Digital Media, Mike Newcomb writes:
"Point 2: It is my understanding that A RAID 0 system does not
"double" your failure rate or risk of failure. The impact from a
statistical stand point is something less than "double" the risk. In
order to ascertain what the actual risk increase is, a number of
factors, such as MTBF (Mean Time Between Failure) rate, must be
considered.
See, link for forumla/light
reading:
http://www.itl.nist.gov/div898/handbook/apr/section1/apr182.htm
That page does *not* support your contention.
S'matter of fact, the formula on that page for Fs(t) is
essentially just another route to what I have done above:
Fs(t) = 1 - (1-P)(1-P) = 2P - P^2
As well, there is the statement along the left hand side
of that web page "Add failure rates and multiply reliabilities
in the series model." That statement is just a first-order
approximation of the formulas on that page for Fs(t) and Rs(t).
In reality, the additional risk is insignificant when virtually all
drives have a MTBF rate of more than 100,000 hours and you will
probably have your system for less than 5 years. (Hint: there is 8,760
hours in a year)".
There is (was?) a nice article about MTBF, as applicable to
hard drives and RAIDs at IBM's site. Home of many of the
world's best scientists and engineers, in case you have
forgotten.
They cautioned against RAID 0 because ...
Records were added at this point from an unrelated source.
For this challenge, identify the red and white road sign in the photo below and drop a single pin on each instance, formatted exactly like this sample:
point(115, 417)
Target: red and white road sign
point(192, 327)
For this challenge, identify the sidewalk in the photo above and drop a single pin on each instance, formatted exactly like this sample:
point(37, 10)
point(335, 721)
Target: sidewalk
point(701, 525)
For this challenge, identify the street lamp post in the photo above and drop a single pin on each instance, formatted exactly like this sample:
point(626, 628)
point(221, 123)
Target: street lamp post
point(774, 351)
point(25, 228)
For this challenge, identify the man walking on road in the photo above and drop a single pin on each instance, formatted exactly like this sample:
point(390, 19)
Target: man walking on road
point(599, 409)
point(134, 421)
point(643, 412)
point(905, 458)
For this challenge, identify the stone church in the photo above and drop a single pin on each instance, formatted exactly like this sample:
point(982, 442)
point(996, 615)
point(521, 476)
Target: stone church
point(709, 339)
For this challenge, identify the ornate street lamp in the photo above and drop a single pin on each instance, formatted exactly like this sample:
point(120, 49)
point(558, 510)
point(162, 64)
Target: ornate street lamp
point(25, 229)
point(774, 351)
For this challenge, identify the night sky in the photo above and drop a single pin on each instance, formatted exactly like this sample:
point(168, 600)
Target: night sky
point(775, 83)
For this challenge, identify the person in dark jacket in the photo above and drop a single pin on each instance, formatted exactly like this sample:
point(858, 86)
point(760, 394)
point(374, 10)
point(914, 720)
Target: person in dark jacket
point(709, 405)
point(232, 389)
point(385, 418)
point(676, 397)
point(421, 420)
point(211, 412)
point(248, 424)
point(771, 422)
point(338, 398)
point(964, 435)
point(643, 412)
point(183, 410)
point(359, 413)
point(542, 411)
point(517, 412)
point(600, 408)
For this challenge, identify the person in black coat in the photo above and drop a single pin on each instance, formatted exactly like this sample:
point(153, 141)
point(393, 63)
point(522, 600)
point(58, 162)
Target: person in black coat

If a single drive has an MTBF(single) of "T", then
(as a first order approximation)
MTBF(RAID 0, n drives) = MTBF(single) / n^2
In other words, if you stripe 2 drives, then the MTBF
of the stripe set is ONE-QUARTER of the MTBF of a single
drive.
As well MTBFs can be extremely misleading.
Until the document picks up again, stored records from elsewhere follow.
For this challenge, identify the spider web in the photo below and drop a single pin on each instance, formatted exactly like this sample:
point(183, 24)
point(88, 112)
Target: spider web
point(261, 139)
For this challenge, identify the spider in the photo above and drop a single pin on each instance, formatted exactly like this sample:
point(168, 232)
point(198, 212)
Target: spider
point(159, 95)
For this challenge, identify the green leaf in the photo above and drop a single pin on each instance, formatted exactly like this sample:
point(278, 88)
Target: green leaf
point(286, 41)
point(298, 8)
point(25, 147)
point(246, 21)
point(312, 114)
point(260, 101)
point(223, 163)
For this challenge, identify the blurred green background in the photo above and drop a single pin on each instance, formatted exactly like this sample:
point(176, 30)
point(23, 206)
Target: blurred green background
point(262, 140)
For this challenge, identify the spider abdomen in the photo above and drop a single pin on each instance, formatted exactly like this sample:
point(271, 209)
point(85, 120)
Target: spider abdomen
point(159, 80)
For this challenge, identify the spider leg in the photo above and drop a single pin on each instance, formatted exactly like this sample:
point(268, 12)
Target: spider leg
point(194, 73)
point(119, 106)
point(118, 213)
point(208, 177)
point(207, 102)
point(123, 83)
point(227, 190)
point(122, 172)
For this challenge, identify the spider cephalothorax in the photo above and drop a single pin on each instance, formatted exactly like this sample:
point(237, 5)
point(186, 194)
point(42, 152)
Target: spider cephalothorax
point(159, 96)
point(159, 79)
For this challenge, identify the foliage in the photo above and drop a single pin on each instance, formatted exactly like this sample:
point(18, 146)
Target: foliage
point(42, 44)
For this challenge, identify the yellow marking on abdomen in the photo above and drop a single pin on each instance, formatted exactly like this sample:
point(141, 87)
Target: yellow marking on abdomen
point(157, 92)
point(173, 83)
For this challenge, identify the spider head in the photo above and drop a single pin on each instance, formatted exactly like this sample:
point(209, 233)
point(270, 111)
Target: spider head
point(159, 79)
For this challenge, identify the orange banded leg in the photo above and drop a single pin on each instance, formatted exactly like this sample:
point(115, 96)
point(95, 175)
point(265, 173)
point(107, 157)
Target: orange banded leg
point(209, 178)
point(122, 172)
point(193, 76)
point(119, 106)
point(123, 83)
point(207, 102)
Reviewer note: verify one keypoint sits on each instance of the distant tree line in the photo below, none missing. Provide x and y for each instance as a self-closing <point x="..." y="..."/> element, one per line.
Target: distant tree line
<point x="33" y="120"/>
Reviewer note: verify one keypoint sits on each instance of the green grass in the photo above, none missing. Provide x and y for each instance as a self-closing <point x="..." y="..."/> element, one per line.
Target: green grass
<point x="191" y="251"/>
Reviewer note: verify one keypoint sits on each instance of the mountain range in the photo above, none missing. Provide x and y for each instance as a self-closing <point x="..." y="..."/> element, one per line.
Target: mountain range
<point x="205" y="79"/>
As you said, there are only a few thousand hours in a year.
Nobody tests a batch of drives for 20 years in order to
get real empirical evidence of how long the drive can be
expected to last. Instead they test a lot of drives for
one or two years and extrapolate from that.
Statistical modelling like that can be extremely accurate
if all of the underlying assumptions are valid - but they
can be wildly inaccurate if just one assumption turns out
to be invalid. IBM found that out the hard way with their
deathstar hard drives, WD found that out with their
DiamondMax9 drives, and Fujitsu found that out ...
And MTBFs can be extremely misleading in other ways.
If half of a batch of drives will fail in 10,000 hours
and the other half will fail in 190,000 hours, then the
MTBF is 100,000 hours but I sure as heck wouldn't want
one of those drives.
In other words, those huge MTBF numbers means squat - I
would much rather know the probability that a drive will
fail during some more useful time interval.